Introduction
In this article, you will examine how to use wget commands, to retrieve or transfer data, with a proxy server. Proxy servers are often referenced as the gateway between you and the world wide web and can make accessing data more secure. Feel free to learn more about proxies here , but let's get started!
Prerequisites & Installation
This article is for a wide range of developers, ✨including you juniors!✨ But to get the most of the material, it is advised to:
✅ Be familiar with Linux and unix commands and arguments.
✅ Have wget installed.
Check if wget is installed by opening the terminal and typing:
$ wget -V
If it is present, it will return the version. If not, follow the following steps to download wget on Mac or Windows.
Download wget on Mac
The recommended method to install wget on Mac using a package manager such as Homebrew.

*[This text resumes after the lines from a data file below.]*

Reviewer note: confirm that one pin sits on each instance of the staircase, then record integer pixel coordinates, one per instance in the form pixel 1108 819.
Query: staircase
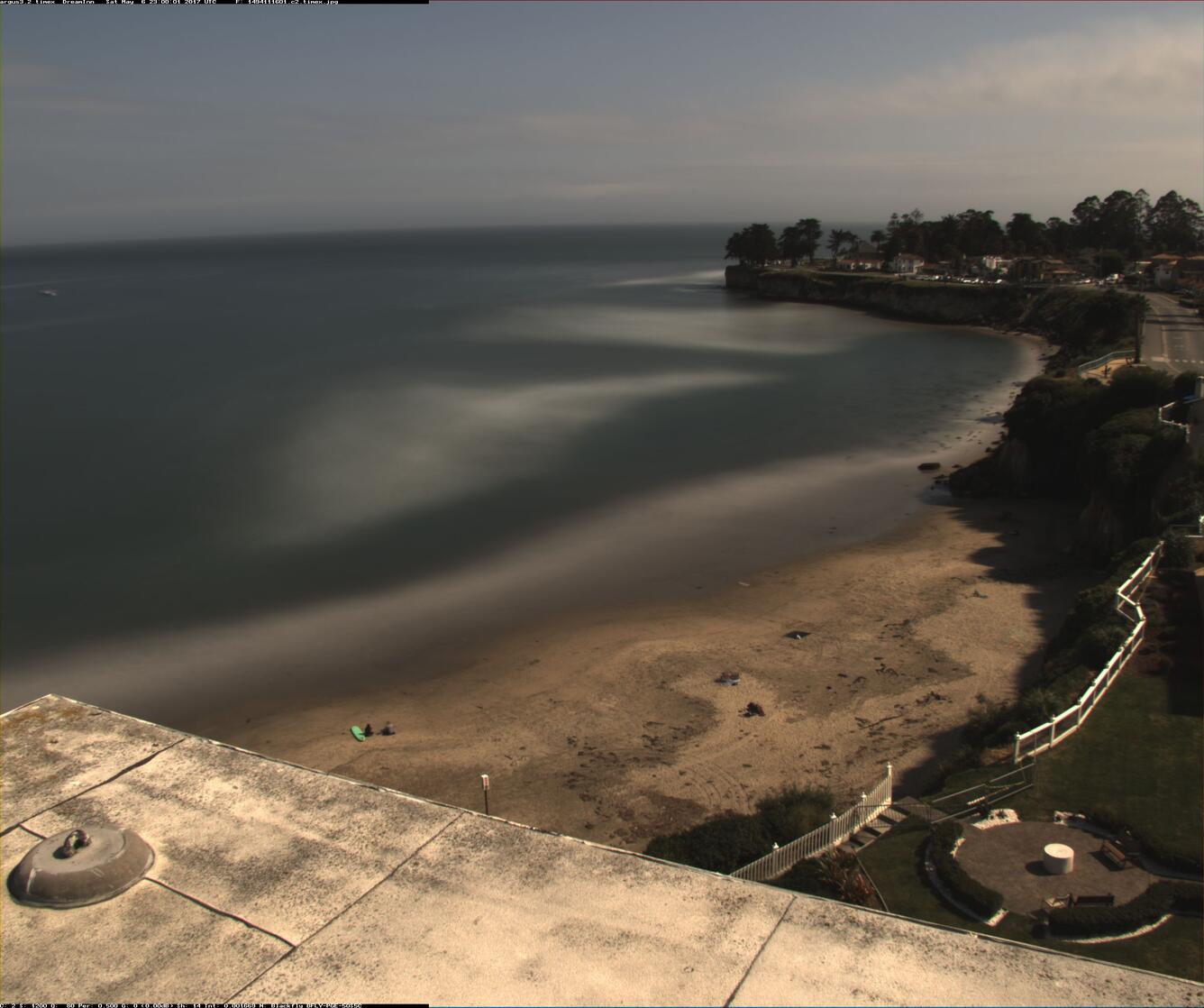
pixel 875 828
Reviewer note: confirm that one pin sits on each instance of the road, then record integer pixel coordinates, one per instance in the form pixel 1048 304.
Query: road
pixel 1174 336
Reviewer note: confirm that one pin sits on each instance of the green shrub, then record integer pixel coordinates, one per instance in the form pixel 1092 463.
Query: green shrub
pixel 967 890
pixel 1179 860
pixel 1150 906
pixel 1179 553
pixel 1099 643
pixel 792 811
pixel 727 842
pixel 720 845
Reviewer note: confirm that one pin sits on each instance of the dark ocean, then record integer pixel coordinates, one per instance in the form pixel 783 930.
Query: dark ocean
pixel 207 444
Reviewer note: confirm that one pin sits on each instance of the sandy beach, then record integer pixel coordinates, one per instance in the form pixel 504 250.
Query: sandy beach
pixel 611 725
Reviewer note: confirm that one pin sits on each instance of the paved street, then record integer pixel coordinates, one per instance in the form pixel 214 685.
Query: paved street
pixel 1174 334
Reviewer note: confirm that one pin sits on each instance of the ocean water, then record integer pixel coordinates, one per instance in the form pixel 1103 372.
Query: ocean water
pixel 215 448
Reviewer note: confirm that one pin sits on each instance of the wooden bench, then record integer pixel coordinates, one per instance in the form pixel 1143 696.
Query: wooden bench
pixel 1093 901
pixel 1114 854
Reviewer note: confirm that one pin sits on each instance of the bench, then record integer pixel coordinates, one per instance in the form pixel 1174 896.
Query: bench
pixel 1114 854
pixel 1093 901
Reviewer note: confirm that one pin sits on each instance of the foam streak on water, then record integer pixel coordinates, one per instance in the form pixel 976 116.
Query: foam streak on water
pixel 226 459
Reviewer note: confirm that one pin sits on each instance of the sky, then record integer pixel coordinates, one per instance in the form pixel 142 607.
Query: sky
pixel 123 122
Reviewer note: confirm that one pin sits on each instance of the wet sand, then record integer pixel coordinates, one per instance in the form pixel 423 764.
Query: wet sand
pixel 609 724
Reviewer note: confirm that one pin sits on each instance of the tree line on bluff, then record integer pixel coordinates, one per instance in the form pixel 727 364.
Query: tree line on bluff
pixel 1121 226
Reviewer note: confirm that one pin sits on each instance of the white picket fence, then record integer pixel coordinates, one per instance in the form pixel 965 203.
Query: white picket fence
pixel 828 836
pixel 1044 738
pixel 1099 362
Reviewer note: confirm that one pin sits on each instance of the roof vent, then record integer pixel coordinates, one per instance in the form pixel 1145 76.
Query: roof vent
pixel 78 867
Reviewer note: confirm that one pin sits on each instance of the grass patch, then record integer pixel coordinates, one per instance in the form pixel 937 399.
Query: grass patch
pixel 1138 760
pixel 895 863
pixel 1133 763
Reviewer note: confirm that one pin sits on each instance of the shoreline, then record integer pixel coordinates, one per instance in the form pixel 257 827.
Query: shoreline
pixel 607 724
pixel 611 727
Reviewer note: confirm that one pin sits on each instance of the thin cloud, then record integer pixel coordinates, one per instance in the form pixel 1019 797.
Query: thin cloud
pixel 1131 70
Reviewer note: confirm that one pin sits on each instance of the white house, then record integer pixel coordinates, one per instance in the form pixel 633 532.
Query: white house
pixel 906 262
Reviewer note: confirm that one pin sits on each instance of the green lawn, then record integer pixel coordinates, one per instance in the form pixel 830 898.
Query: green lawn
pixel 1139 759
pixel 893 863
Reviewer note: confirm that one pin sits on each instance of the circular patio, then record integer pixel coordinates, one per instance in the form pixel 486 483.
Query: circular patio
pixel 1008 859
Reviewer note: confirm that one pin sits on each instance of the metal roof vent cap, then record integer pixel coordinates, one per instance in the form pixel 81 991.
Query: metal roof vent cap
pixel 75 868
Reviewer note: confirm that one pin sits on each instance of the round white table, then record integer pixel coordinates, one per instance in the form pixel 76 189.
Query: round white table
pixel 1059 859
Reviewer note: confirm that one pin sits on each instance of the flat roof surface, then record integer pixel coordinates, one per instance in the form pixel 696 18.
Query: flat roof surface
pixel 278 883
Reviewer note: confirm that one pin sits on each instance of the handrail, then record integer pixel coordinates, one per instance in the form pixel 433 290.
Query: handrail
pixel 1091 365
pixel 832 833
pixel 1128 607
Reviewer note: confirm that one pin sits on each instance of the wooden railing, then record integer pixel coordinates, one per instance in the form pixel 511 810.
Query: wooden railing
pixel 828 836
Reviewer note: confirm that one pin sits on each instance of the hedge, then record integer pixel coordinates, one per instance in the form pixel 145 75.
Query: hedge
pixel 1082 921
pixel 964 889
pixel 1163 856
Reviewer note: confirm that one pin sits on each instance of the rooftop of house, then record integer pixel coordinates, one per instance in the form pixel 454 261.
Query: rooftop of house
pixel 272 882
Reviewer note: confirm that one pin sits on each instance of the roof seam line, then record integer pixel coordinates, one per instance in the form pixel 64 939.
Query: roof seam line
pixel 336 917
pixel 735 990
pixel 221 912
pixel 122 772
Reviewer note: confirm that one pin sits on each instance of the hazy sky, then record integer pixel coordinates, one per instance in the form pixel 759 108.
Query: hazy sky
pixel 136 121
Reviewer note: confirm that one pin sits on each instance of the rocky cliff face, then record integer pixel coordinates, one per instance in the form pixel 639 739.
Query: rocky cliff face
pixel 919 301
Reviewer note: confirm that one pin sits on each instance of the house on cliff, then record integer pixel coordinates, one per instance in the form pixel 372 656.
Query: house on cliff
pixel 1190 271
pixel 1164 269
pixel 906 264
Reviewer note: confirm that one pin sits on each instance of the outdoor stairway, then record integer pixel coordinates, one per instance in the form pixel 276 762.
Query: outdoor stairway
pixel 874 829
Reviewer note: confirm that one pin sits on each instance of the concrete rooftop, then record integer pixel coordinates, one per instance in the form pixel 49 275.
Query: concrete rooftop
pixel 278 883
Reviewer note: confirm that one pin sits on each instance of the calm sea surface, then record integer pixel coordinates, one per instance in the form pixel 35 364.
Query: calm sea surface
pixel 206 436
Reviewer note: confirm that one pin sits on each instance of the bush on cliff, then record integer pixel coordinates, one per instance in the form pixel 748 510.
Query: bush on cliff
pixel 727 842
pixel 1085 323
pixel 967 890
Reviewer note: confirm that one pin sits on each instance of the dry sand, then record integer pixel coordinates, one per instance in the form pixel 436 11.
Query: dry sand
pixel 612 727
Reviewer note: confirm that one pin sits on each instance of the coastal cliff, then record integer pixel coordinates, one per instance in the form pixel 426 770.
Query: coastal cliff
pixel 1082 322
pixel 944 304
pixel 1066 438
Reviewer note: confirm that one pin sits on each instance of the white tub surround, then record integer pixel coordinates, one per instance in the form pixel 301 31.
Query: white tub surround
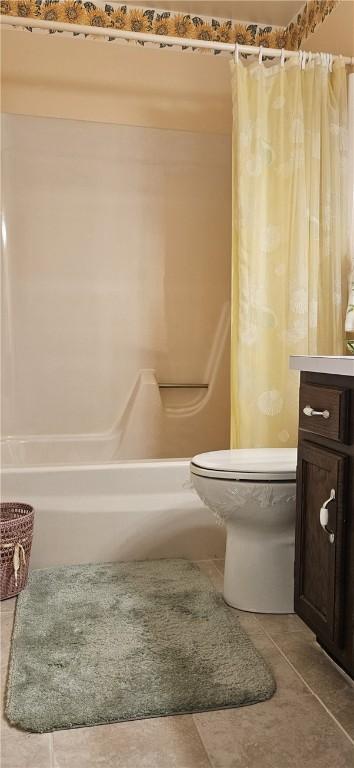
pixel 339 365
pixel 126 511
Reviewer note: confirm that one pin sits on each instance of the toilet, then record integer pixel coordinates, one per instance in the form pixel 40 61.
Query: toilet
pixel 252 491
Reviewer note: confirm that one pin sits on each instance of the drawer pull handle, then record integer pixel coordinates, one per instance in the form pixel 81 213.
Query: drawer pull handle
pixel 324 516
pixel 308 411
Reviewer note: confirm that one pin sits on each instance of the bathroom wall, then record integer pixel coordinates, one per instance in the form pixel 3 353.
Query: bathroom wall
pixel 58 76
pixel 116 279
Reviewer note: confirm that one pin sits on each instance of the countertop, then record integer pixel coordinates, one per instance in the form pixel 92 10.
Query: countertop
pixel 342 365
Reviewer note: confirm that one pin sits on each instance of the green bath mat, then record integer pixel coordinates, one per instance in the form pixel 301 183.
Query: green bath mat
pixel 96 644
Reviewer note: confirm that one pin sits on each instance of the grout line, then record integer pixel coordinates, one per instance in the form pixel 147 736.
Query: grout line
pixel 332 716
pixel 210 763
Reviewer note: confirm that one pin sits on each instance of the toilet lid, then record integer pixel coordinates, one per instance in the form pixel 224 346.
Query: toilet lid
pixel 247 464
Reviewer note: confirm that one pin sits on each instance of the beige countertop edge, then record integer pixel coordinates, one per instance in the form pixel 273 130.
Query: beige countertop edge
pixel 338 365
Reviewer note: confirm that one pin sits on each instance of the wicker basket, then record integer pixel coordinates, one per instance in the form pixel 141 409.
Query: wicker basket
pixel 16 529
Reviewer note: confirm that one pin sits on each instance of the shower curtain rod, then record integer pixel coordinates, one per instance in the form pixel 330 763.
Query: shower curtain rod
pixel 146 37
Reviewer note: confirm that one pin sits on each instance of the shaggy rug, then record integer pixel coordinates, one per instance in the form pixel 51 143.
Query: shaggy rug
pixel 97 644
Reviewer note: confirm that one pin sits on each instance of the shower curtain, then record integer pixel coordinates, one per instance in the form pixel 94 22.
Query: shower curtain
pixel 290 252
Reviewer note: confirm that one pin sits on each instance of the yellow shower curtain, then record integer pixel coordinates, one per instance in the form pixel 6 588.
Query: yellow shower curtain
pixel 290 260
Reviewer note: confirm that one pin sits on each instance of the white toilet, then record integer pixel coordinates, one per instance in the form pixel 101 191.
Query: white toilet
pixel 253 492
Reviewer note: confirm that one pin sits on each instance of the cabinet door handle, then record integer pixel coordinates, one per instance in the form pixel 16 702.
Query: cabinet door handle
pixel 324 516
pixel 309 411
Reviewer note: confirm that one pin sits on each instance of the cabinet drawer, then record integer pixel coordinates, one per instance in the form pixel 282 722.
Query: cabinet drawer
pixel 324 411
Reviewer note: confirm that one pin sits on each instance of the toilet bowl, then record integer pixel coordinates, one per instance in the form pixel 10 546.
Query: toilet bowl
pixel 252 491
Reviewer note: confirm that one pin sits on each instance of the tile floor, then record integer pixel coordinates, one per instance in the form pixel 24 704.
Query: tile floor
pixel 309 723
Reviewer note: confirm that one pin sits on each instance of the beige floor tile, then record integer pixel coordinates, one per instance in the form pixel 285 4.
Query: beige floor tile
pixel 209 568
pixel 6 632
pixel 168 742
pixel 24 750
pixel 274 734
pixel 278 624
pixel 291 730
pixel 322 676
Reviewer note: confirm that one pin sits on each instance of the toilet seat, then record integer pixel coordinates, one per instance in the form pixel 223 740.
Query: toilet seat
pixel 276 464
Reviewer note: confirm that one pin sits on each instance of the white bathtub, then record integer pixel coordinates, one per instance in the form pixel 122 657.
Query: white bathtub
pixel 125 511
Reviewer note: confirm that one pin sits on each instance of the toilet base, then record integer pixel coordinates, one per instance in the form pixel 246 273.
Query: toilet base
pixel 259 570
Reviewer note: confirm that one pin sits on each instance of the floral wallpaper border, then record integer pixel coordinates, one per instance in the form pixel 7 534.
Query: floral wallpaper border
pixel 174 24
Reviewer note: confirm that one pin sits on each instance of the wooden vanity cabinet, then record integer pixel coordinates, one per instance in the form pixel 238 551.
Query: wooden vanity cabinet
pixel 324 540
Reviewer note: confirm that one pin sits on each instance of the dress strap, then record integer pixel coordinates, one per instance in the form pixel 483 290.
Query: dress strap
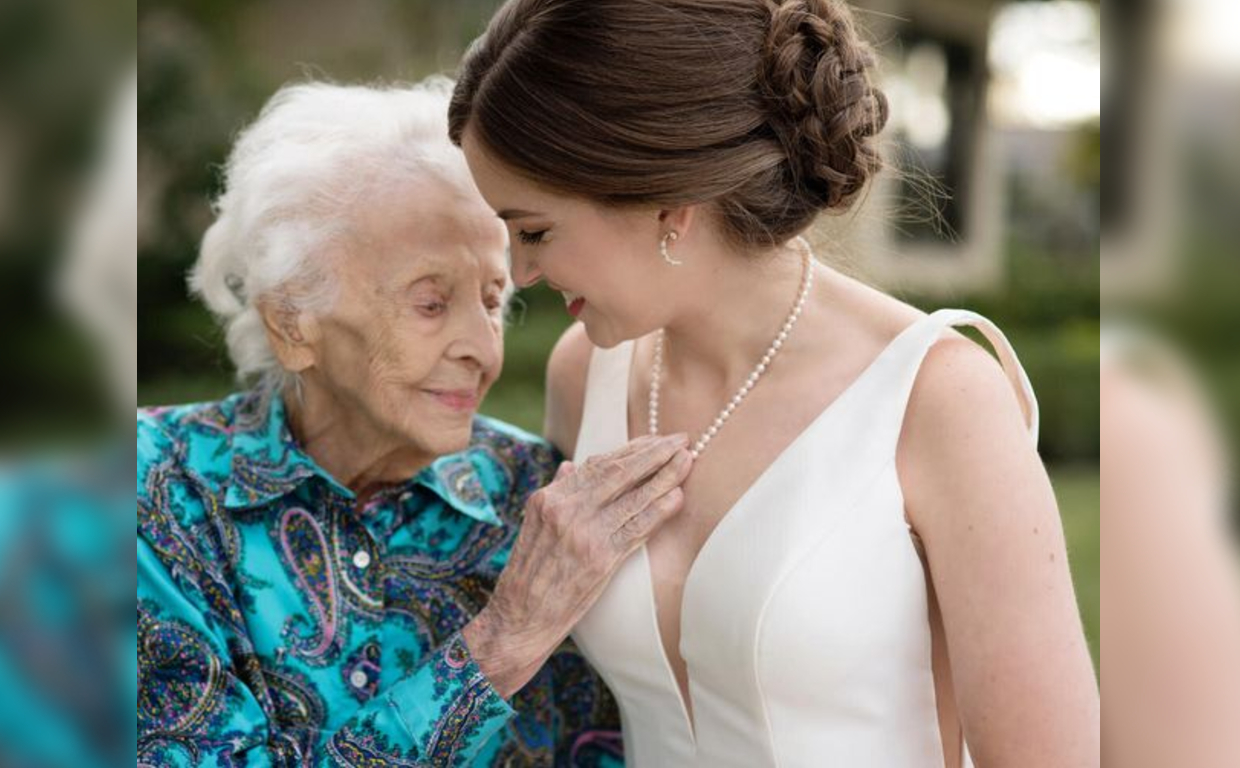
pixel 921 335
pixel 605 411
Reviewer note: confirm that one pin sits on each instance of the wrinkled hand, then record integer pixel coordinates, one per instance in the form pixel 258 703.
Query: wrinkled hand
pixel 575 534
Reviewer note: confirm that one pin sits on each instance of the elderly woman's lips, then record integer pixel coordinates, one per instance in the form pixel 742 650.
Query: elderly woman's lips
pixel 458 400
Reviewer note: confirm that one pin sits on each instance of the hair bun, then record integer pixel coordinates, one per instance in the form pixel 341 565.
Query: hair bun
pixel 823 107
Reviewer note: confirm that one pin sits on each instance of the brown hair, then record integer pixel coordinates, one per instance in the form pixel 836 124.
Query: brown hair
pixel 764 109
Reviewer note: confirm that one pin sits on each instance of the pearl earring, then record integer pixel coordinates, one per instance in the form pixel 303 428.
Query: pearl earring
pixel 662 248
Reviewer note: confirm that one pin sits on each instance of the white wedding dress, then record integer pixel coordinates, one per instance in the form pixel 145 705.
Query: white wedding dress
pixel 805 620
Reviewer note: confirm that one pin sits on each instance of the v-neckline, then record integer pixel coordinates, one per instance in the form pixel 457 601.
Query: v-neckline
pixel 686 696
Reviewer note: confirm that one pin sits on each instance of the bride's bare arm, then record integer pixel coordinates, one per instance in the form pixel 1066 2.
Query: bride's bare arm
pixel 566 387
pixel 978 496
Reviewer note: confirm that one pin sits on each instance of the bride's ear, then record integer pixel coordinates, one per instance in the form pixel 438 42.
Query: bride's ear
pixel 681 220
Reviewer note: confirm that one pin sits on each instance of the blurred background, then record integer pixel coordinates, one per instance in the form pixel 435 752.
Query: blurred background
pixel 993 103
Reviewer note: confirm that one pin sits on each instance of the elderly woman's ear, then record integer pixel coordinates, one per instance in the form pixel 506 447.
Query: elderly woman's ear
pixel 292 333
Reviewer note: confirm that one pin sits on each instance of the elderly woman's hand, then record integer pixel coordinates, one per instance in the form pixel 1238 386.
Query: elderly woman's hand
pixel 575 534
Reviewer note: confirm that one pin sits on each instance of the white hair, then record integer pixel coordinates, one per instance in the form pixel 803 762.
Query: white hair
pixel 290 187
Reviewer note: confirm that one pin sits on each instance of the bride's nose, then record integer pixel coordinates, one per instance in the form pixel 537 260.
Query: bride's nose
pixel 525 271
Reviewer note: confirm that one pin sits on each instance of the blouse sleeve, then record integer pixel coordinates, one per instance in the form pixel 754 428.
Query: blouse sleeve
pixel 201 699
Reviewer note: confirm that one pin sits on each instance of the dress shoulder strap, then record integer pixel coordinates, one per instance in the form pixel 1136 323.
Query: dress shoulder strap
pixel 915 343
pixel 605 413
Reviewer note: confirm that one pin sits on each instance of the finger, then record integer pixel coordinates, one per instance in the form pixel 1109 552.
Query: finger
pixel 637 529
pixel 618 473
pixel 633 501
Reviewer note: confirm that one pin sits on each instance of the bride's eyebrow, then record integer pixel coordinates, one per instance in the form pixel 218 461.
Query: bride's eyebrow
pixel 510 214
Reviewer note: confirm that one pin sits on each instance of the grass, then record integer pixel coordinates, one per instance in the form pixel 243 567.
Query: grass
pixel 1076 486
pixel 517 398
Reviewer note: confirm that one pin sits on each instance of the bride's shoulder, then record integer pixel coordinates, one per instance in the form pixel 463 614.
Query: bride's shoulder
pixel 567 370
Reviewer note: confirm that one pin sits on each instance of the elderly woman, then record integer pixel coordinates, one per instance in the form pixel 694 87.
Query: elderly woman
pixel 320 556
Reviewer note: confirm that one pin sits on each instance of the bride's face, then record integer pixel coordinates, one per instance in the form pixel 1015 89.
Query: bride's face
pixel 604 261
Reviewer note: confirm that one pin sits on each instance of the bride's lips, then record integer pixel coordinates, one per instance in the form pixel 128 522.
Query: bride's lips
pixel 456 400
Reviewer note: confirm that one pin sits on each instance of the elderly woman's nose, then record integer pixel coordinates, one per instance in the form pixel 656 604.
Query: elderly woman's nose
pixel 478 339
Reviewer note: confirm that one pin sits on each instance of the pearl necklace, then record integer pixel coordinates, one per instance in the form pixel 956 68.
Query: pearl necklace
pixel 656 370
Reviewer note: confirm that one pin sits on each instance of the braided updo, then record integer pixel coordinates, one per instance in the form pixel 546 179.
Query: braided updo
pixel 763 109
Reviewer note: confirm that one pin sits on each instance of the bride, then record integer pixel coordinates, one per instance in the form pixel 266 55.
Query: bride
pixel 869 567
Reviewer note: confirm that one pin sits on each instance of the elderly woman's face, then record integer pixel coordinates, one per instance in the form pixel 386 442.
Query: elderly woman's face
pixel 416 338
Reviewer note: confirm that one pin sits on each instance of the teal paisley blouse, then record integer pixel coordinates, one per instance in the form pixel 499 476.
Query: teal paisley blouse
pixel 280 624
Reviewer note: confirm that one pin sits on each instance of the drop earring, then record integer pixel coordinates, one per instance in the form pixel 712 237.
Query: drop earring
pixel 662 248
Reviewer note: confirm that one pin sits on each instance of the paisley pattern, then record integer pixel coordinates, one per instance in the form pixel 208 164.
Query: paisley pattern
pixel 279 622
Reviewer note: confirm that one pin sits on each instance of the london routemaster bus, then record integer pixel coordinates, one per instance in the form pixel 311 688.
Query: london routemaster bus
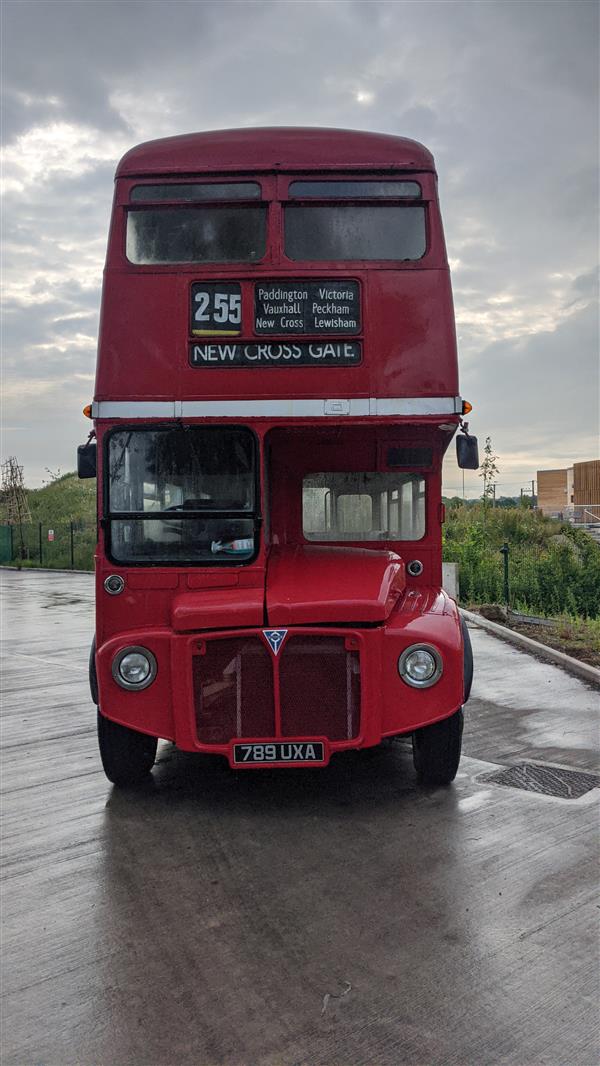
pixel 276 388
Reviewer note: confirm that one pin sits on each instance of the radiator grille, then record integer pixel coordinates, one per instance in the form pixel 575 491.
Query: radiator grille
pixel 320 688
pixel 234 689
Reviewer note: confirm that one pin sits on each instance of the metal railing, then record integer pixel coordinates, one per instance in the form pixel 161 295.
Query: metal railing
pixel 53 545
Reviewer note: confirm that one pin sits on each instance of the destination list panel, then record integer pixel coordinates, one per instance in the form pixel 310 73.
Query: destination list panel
pixel 307 307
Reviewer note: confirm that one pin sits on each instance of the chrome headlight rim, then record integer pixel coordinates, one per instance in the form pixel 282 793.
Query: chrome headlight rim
pixel 412 681
pixel 134 685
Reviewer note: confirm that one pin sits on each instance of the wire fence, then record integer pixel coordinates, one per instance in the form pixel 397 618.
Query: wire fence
pixel 62 546
pixel 562 577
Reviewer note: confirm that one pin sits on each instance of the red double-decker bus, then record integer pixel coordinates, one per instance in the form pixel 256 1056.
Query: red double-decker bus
pixel 276 388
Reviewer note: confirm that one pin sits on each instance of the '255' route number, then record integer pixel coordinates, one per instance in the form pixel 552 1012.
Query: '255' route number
pixel 216 308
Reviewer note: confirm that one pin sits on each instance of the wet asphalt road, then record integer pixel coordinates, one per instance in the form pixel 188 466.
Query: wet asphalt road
pixel 328 918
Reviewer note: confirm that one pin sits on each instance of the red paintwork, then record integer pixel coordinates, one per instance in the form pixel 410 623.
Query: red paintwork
pixel 217 609
pixel 309 584
pixel 361 593
pixel 279 147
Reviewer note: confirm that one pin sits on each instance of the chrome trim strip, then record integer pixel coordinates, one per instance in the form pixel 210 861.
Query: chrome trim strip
pixel 282 407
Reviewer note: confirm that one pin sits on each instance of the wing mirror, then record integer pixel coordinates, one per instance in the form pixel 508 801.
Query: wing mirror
pixel 467 452
pixel 86 461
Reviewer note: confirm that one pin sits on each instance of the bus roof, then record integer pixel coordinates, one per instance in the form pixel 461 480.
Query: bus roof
pixel 274 148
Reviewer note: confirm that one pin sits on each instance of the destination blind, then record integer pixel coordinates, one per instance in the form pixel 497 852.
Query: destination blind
pixel 212 354
pixel 300 306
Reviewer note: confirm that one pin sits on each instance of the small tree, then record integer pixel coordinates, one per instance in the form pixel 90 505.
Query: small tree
pixel 488 471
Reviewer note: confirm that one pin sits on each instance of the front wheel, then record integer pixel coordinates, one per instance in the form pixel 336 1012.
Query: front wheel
pixel 127 756
pixel 436 750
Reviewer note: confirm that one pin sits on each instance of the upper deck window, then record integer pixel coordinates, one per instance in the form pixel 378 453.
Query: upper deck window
pixel 192 193
pixel 196 235
pixel 354 190
pixel 347 231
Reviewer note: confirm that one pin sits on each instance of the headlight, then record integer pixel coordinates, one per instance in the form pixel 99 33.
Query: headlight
pixel 134 668
pixel 420 665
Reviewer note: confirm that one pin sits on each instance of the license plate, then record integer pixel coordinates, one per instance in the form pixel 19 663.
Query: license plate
pixel 278 752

You can install wget with Homebrew by running:
$ brew install wget
You can check for successful installation by rerunning the previous command to view its current version.
Download wget on Windows
To install and configure wget for Windows:
- Download wget for Windows and install the package.
- Copy the wget.exe file into your C:\Windows\System32 folder.
- Open the command prompt (cmd.exe), and run wget to check if it was successfully installed
Still having trouble? Here is an additional video that shows how to install wget on Windows 10.
What is wget?
wget is a GNU command-line utility tool primarily used to download content from the internet. It supports HTTP, HTTPS, and FTP protocols.
wget is designed to be effectively reliable over slow or unstable network connections. So if a download stops before completion due to a network error, wget automatically continues the same download from where it left off. And repeats this process until the whole file is successfully retrieved.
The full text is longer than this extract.